More Maps

2D arrays work well for most tile-based games, but the format has trade-offs. Different game structures call for different storage strategies — this section covers the main options and when each makes sense.

Frame-based mapping

Each number in the array directly represents a sprite frame or tile type. No separate type definitions required — the number is the tile identity.

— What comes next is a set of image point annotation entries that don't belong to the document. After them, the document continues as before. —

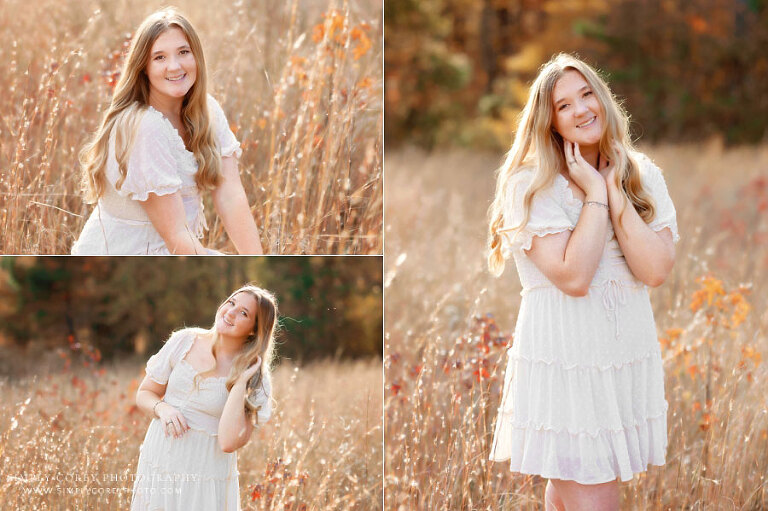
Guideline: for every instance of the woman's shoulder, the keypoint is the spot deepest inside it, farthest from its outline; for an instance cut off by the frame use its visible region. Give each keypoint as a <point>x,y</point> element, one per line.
<point>648,169</point>
<point>145,121</point>
<point>522,175</point>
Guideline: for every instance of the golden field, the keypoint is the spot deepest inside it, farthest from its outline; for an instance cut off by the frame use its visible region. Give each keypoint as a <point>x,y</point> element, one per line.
<point>70,440</point>
<point>449,322</point>
<point>300,82</point>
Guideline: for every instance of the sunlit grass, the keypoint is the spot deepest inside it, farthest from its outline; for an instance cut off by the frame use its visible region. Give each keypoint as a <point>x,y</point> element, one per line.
<point>300,82</point>
<point>72,438</point>
<point>446,357</point>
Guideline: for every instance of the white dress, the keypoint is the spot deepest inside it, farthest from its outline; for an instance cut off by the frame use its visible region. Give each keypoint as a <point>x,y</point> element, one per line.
<point>583,395</point>
<point>159,163</point>
<point>189,473</point>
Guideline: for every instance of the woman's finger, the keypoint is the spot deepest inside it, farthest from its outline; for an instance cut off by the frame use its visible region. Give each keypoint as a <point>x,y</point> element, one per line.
<point>183,422</point>
<point>577,153</point>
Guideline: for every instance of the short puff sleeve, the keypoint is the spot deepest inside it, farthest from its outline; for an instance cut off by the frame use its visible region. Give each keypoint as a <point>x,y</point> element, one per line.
<point>653,182</point>
<point>261,398</point>
<point>547,215</point>
<point>152,166</point>
<point>224,136</point>
<point>160,365</point>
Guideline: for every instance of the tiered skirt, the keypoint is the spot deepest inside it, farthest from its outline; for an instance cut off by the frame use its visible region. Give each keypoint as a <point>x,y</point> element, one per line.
<point>188,473</point>
<point>583,395</point>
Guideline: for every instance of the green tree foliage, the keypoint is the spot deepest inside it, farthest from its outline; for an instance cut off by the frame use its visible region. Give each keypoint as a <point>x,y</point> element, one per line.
<point>687,68</point>
<point>457,71</point>
<point>330,306</point>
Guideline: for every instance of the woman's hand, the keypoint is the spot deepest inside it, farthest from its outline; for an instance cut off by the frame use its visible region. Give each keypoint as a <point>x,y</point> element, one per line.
<point>246,375</point>
<point>172,420</point>
<point>582,173</point>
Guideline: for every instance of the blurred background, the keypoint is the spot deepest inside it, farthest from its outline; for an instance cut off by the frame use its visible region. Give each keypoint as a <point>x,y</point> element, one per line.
<point>692,76</point>
<point>75,336</point>
<point>457,72</point>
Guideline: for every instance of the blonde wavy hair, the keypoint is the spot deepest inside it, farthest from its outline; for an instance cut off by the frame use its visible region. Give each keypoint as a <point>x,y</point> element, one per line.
<point>261,343</point>
<point>539,146</point>
<point>130,101</point>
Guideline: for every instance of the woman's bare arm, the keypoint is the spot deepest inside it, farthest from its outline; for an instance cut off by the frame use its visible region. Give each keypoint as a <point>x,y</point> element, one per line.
<point>231,204</point>
<point>166,212</point>
<point>149,399</point>
<point>570,259</point>
<point>234,427</point>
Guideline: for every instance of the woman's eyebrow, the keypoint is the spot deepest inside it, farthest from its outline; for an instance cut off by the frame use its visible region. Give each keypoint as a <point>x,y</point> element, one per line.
<point>182,47</point>
<point>563,99</point>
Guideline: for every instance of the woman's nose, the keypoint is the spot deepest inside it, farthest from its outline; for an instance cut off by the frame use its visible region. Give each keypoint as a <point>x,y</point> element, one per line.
<point>580,108</point>
<point>173,63</point>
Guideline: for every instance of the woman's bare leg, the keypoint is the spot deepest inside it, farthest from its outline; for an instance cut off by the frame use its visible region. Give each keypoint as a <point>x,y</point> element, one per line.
<point>552,500</point>
<point>588,497</point>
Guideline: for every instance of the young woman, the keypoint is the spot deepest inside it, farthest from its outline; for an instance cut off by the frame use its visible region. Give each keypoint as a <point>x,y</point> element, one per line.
<point>591,226</point>
<point>163,140</point>
<point>204,389</point>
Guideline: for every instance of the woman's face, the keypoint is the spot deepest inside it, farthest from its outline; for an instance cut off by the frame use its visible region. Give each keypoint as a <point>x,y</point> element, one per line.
<point>578,116</point>
<point>237,316</point>
<point>172,69</point>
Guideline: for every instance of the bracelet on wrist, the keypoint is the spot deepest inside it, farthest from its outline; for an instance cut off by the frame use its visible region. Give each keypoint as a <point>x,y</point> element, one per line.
<point>598,204</point>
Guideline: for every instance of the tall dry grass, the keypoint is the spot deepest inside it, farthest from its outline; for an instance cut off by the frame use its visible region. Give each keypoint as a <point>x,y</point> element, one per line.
<point>70,440</point>
<point>300,82</point>
<point>449,323</point>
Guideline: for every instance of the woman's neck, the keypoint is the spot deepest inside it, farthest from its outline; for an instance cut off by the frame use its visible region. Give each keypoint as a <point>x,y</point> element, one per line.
<point>591,154</point>
<point>227,347</point>
<point>169,107</point>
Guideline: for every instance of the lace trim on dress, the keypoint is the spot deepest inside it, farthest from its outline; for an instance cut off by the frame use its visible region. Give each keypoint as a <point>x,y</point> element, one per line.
<point>174,138</point>
<point>598,367</point>
<point>593,433</point>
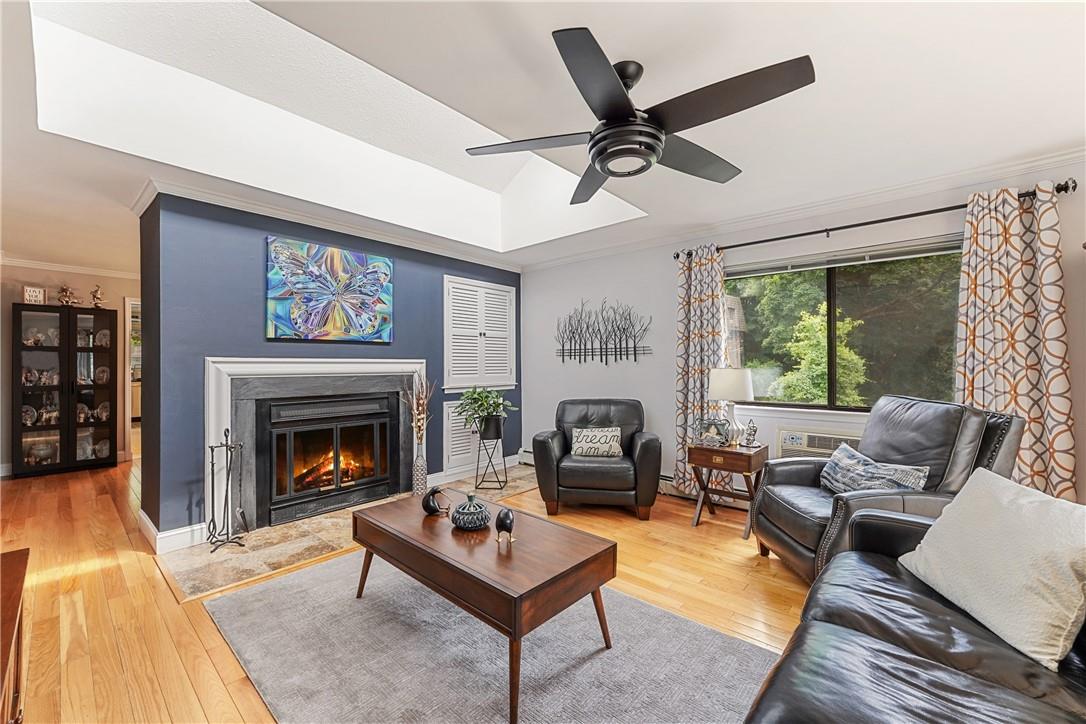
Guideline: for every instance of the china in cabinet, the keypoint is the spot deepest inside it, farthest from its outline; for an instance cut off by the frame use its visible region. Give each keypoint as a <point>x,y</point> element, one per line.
<point>64,389</point>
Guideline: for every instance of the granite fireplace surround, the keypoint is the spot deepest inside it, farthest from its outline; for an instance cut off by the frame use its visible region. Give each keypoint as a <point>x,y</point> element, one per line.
<point>245,392</point>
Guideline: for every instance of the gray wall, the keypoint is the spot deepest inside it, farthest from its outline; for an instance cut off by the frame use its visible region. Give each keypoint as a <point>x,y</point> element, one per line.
<point>203,287</point>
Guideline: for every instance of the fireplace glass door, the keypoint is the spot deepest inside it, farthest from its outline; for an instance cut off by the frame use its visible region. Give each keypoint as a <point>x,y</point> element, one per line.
<point>327,454</point>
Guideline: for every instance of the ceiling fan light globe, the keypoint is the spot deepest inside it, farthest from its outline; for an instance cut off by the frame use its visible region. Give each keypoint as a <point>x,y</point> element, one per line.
<point>626,148</point>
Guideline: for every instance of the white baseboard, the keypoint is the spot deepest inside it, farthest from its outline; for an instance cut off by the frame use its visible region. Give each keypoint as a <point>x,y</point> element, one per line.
<point>175,540</point>
<point>443,477</point>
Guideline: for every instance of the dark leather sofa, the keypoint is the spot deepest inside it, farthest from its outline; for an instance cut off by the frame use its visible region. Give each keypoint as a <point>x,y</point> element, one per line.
<point>875,644</point>
<point>806,525</point>
<point>630,480</point>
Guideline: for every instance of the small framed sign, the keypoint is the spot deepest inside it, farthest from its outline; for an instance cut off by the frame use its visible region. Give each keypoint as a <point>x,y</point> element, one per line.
<point>34,294</point>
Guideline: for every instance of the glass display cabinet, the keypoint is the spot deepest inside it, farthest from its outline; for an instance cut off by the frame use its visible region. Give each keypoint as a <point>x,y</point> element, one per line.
<point>64,389</point>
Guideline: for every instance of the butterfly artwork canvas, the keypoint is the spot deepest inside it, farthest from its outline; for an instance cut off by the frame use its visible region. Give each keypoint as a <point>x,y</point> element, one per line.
<point>326,293</point>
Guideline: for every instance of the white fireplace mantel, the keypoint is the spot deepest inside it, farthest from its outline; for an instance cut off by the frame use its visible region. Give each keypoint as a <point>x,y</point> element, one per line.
<point>219,371</point>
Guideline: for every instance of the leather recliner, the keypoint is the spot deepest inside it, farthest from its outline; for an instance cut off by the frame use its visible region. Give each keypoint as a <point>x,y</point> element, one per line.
<point>630,480</point>
<point>806,525</point>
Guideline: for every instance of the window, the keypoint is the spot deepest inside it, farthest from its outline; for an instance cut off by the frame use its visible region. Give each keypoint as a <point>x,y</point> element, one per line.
<point>893,331</point>
<point>480,334</point>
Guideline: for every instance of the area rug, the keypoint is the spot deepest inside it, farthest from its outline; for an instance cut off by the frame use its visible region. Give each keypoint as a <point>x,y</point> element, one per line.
<point>403,653</point>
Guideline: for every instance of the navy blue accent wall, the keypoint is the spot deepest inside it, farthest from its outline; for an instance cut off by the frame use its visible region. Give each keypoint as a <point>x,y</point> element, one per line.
<point>203,287</point>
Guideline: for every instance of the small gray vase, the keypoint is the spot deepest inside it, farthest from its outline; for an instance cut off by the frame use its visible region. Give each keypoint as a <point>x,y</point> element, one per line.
<point>418,483</point>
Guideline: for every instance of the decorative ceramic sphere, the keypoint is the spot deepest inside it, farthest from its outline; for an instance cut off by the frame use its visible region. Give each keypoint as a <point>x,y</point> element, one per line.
<point>470,516</point>
<point>503,522</point>
<point>430,504</point>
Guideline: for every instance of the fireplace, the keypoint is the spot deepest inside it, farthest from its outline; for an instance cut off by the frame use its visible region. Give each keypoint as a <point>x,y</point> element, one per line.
<point>318,454</point>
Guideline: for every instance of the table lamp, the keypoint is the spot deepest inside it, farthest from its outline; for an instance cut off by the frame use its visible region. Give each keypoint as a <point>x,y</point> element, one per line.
<point>731,385</point>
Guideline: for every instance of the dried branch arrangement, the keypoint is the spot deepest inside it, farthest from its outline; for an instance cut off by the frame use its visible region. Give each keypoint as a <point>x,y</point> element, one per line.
<point>610,332</point>
<point>418,398</point>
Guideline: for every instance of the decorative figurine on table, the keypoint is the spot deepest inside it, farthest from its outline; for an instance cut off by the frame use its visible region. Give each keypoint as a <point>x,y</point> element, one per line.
<point>430,504</point>
<point>714,432</point>
<point>748,434</point>
<point>470,516</point>
<point>66,296</point>
<point>503,523</point>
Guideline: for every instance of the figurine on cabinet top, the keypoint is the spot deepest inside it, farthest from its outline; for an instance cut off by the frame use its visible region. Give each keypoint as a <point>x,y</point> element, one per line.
<point>66,296</point>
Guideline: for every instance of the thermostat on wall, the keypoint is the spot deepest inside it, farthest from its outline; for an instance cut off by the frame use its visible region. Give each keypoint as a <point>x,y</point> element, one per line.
<point>34,294</point>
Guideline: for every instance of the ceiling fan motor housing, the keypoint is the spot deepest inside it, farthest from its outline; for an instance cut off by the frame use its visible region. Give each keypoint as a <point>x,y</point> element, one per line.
<point>626,148</point>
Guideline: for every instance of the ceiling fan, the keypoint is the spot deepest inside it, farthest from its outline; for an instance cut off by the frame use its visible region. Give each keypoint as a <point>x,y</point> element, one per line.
<point>629,141</point>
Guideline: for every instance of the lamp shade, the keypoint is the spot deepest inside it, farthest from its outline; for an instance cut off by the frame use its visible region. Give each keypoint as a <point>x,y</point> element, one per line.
<point>731,384</point>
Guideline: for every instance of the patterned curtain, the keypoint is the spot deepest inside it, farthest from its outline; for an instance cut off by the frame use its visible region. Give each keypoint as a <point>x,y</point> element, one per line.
<point>1012,346</point>
<point>698,348</point>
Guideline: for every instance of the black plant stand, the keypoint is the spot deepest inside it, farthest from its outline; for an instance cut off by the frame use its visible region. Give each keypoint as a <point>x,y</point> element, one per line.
<point>497,482</point>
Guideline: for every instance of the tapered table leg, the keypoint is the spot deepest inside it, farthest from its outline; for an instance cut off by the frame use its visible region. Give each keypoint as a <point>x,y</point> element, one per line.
<point>597,598</point>
<point>365,572</point>
<point>703,497</point>
<point>753,481</point>
<point>514,680</point>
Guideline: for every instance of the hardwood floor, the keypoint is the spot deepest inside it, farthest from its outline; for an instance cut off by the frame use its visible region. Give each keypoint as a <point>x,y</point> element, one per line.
<point>108,640</point>
<point>707,573</point>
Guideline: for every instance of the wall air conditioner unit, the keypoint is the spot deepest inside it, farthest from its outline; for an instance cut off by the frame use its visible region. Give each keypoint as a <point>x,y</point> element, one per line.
<point>796,444</point>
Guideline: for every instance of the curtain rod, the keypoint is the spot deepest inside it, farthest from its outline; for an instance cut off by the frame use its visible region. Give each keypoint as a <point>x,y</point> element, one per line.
<point>1065,187</point>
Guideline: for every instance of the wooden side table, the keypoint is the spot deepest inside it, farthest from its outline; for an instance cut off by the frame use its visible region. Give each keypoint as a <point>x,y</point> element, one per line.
<point>748,461</point>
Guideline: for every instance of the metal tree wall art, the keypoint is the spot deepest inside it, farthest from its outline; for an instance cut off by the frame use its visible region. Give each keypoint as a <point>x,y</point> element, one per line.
<point>613,332</point>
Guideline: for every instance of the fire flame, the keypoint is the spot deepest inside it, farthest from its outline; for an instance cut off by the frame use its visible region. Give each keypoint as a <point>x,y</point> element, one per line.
<point>323,473</point>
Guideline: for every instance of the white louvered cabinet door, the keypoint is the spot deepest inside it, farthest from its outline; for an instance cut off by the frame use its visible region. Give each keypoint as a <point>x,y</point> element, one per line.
<point>480,333</point>
<point>461,442</point>
<point>497,328</point>
<point>463,334</point>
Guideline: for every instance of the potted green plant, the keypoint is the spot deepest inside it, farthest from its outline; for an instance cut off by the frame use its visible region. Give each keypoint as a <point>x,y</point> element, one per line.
<point>484,409</point>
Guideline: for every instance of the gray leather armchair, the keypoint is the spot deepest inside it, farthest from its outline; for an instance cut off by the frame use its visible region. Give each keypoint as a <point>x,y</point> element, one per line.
<point>630,480</point>
<point>806,525</point>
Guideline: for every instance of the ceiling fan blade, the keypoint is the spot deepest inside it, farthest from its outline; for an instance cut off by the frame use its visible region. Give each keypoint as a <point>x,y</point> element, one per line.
<point>532,144</point>
<point>589,185</point>
<point>731,96</point>
<point>593,74</point>
<point>689,157</point>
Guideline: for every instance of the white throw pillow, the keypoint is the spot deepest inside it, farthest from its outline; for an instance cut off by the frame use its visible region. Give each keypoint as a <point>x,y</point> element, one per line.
<point>597,442</point>
<point>1014,559</point>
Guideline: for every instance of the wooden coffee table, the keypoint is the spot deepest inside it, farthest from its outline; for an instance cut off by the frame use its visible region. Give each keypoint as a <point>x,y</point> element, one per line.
<point>512,587</point>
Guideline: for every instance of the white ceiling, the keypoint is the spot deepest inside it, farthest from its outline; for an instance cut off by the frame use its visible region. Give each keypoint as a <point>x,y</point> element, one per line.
<point>906,94</point>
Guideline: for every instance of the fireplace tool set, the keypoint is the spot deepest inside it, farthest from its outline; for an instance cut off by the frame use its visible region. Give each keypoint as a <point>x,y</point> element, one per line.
<point>219,533</point>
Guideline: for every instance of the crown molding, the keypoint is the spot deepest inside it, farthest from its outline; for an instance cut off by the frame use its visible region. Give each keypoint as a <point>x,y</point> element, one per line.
<point>899,193</point>
<point>65,268</point>
<point>154,187</point>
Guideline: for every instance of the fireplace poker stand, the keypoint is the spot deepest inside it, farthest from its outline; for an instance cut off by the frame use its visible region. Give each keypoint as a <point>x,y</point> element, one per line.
<point>499,481</point>
<point>219,533</point>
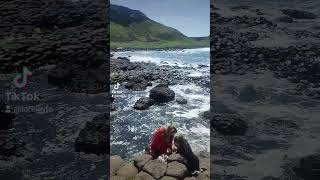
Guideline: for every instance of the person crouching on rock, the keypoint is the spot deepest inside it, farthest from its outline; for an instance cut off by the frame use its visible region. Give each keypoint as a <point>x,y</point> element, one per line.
<point>162,141</point>
<point>185,150</point>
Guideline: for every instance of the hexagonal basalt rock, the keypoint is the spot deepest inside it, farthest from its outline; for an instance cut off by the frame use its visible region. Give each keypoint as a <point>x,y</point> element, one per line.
<point>177,170</point>
<point>140,161</point>
<point>155,168</point>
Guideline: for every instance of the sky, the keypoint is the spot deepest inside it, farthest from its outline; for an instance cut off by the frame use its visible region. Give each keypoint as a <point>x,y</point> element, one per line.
<point>191,17</point>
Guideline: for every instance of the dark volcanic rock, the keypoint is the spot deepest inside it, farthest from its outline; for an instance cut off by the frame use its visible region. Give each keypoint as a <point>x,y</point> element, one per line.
<point>309,167</point>
<point>10,146</point>
<point>140,161</point>
<point>45,33</point>
<point>94,137</point>
<point>143,176</point>
<point>249,94</point>
<point>162,93</point>
<point>177,157</point>
<point>116,163</point>
<point>6,118</point>
<point>285,19</point>
<point>78,79</point>
<point>298,14</point>
<point>177,170</point>
<point>229,124</point>
<point>143,103</point>
<point>155,168</point>
<point>136,84</point>
<point>181,101</point>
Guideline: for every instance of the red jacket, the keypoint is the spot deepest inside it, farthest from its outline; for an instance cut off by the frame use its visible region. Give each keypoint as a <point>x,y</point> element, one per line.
<point>158,143</point>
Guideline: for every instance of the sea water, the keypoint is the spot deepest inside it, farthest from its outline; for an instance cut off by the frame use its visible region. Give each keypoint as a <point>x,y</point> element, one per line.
<point>132,130</point>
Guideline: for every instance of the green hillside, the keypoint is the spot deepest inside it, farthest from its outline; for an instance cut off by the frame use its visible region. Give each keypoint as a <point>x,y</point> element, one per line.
<point>132,29</point>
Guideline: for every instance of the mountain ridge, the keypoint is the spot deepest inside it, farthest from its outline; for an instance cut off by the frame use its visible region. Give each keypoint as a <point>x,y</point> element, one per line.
<point>133,29</point>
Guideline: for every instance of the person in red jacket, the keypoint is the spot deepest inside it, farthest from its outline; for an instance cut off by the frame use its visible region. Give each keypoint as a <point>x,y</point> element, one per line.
<point>162,141</point>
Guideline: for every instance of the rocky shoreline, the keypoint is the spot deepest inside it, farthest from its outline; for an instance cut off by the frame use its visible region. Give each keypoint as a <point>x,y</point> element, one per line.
<point>144,167</point>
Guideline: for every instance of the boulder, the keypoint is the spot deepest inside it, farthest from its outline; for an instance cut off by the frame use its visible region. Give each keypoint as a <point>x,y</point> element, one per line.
<point>61,74</point>
<point>177,170</point>
<point>309,167</point>
<point>285,19</point>
<point>190,178</point>
<point>128,171</point>
<point>118,178</point>
<point>155,168</point>
<point>136,84</point>
<point>162,94</point>
<point>143,176</point>
<point>115,164</point>
<point>141,160</point>
<point>10,146</point>
<point>202,176</point>
<point>249,93</point>
<point>168,178</point>
<point>78,79</point>
<point>6,118</point>
<point>93,138</point>
<point>143,103</point>
<point>181,101</point>
<point>206,115</point>
<point>298,14</point>
<point>229,124</point>
<point>177,157</point>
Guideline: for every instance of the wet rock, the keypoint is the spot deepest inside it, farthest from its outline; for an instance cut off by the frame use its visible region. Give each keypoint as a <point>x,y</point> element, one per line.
<point>181,101</point>
<point>77,79</point>
<point>10,146</point>
<point>168,178</point>
<point>143,103</point>
<point>136,84</point>
<point>285,19</point>
<point>124,58</point>
<point>162,93</point>
<point>140,161</point>
<point>177,170</point>
<point>177,157</point>
<point>6,118</point>
<point>229,124</point>
<point>279,123</point>
<point>143,176</point>
<point>249,94</point>
<point>155,168</point>
<point>61,74</point>
<point>190,178</point>
<point>118,178</point>
<point>116,163</point>
<point>298,14</point>
<point>93,138</point>
<point>128,171</point>
<point>202,176</point>
<point>206,115</point>
<point>309,167</point>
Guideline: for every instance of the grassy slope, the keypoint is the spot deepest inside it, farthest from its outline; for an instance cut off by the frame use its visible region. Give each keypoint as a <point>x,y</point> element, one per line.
<point>150,35</point>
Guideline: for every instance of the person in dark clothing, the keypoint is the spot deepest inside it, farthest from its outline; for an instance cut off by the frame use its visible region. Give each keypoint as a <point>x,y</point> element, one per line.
<point>185,150</point>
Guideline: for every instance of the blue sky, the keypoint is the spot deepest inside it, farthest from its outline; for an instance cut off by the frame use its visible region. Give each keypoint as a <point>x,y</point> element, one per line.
<point>191,17</point>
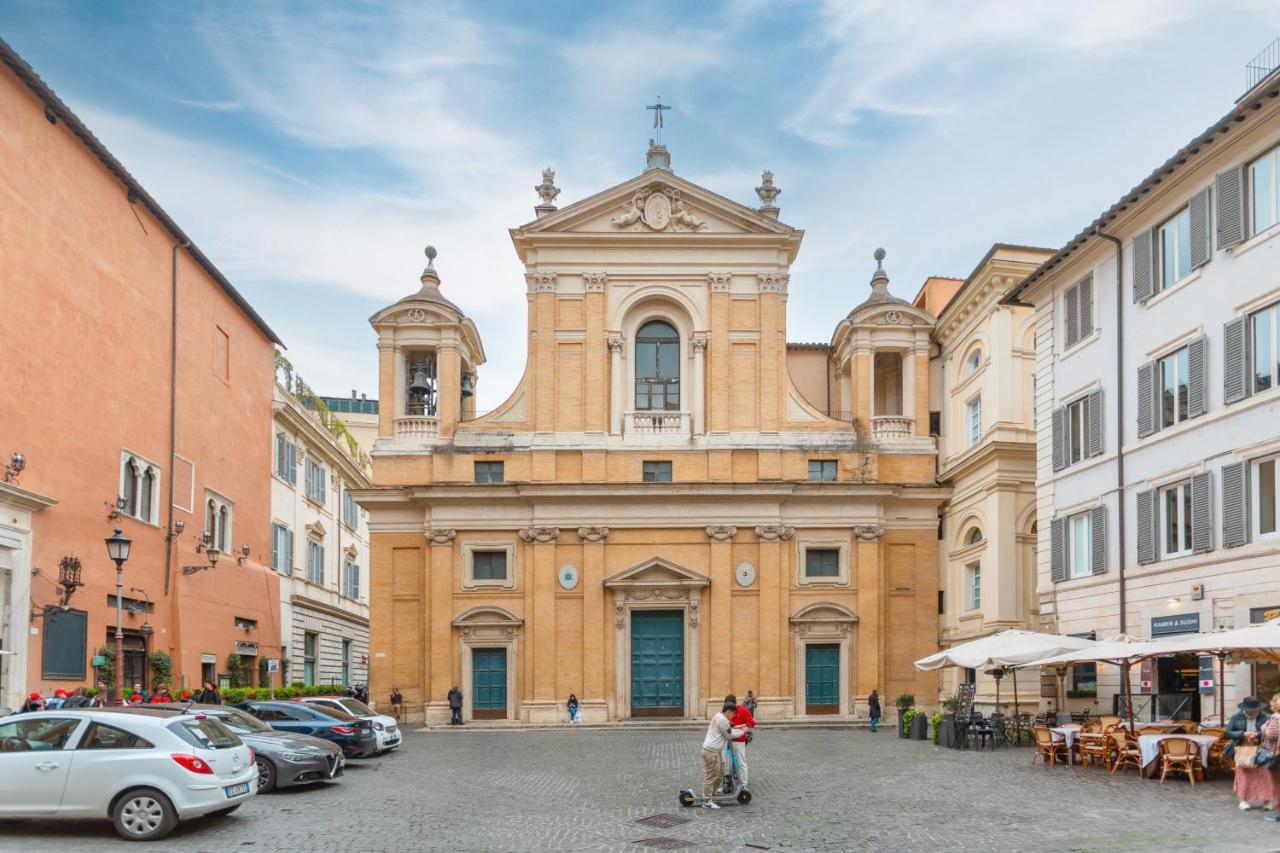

// Each number = a different tile graphic
const levelMap = [
  [5, 5, 5, 5, 5],  // Stone walls  
  [5, 1, 2, 3, 5],  // Floor, grass, water, sand
  [5, 5, 5, 5, 5]   // Stone walls
];

// Define tile ranges for collision
const TileRanges = {
  walkable: [1, 2, 3],      // Frames 1-3 are walkable
  walls: [5],               // Frame 5 blocks movement
  water: [2],               // Frame 2 is water (maybe slows player?)
  damage: [10, 11, 12]      // Frames 10-12 hurt the player
};

Good for: Retro platformers, puzzle games, simple RPGs
Trade-off: Fast to implement and reason about; harder to attach complex behaviour to individual tile types later.

Sparse object mapping

If most of a level is the same background tile — open sky, ocean, empty plains — a full 2D array spends most of its memory on identical values. Sparse mapping stores only the non-default objects:

// Instead of a massive array full of zeros...
// Store only the interesting stuff!
const levelObjects = [
  { x: 23, y: 6, type: 'platform' },
  { x: 45, y: 12, type: 'enemy', subtype: 'goomba' },
  { x: 67, y: 8, type: 'powerup', subtype: 'fireFlower' },
  { x: 89, y: 15, type: 'checkpoint' }
];

// Default background everywhere else
const defaultTile = 'sky'; // or 'grass', 'water', etc.

Super Mario Bros works this way — mostly empty sky, with platforms and enemies stored as positioned objects.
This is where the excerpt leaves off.